Olağan yaşam alanından uzaklaşan gruplar, aynı zamanda akraba dil topluluklarından da uzaklaşıyordu. Böylelikle bir yandan ana dil ile etkileşimin azalması, diğer yandan başka dillerle etkileşimin artmasıyla ayrışma gerçekleşiyordu. Neticede nüfusun çeşitlenmesine paralel olarak, sözcüklerin kullanımı ve söylenişinde de çeşitlenme görülmesi doğaldır.
Göç toplulukları aşılmaz dağlara, geniş nehirlere veya denizlere ulaştığında, uzun süre fiziksel ve kültürel olarak izole kalmışlardır. Bask dili izole diller bakımından en ilginç örneklerden biridir. Bir topluluk ne kadar izole kalırsa ya da tersine ne kadar çok dilsel öğeyi ödünç alırsa, yapısal özellikleri o kadar farklılaşır, melezleşir ve ön dille soy ilişkisini açıklamak o kadar zorlaşır.
Tarım devrimiyle birlikte kolektif ve yerleşik hayata geçişin bazı avantajları olduğu kesin. İnsanlar artık yiyecek aramıyor, diğer etkinliklere zaman ayırabiliyorlardı. Ancak bulaşıcı hastalıklar gibi dezavantajları da vardı. Salgınlar ve diğer zorlayıcı tehditler nedeniyle Neolitik Çağ’da insan göçünün aslında durmadığı anlaşılıyor.

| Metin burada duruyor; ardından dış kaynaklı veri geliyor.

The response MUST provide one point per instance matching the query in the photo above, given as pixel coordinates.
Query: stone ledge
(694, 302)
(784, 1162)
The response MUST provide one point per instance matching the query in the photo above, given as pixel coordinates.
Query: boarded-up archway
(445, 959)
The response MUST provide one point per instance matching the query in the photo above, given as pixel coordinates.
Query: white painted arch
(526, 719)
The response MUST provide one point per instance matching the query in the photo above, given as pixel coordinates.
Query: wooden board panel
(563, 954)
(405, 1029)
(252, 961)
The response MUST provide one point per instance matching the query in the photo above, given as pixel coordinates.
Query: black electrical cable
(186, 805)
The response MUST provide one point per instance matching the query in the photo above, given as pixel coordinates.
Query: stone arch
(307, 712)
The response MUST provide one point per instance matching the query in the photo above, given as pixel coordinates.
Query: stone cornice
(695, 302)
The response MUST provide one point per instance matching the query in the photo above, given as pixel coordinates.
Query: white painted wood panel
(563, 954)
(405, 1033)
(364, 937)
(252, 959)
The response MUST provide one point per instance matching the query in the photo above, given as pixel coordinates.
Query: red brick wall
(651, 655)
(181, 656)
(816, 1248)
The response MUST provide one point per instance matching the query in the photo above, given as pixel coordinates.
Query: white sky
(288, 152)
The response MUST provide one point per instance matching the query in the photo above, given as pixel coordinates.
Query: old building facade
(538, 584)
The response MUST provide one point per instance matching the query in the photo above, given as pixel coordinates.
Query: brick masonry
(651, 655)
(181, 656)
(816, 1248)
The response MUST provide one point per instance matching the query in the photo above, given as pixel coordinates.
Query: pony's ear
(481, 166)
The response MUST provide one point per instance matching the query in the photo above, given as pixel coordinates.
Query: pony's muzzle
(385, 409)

21. yüzyılda da milyonlarca insanın göçmen olmak zorunda kaldığına tanık oluyoruz. Göçmenler nereden gelirse gelsin, ev sahibi ülkede kültürel yaşama entegre olmalarını sağlayacak anahtar dildir. Göçmenlerin dili ile ev sahibi ülkenin dili arasındaki etkileşim, diğer tüm etkilerden bağımsız olarak gerçekleşir. Öyle olmasaydı, bugün hiçbir Alman dönerin ne anlama geldiğini bilmezdi.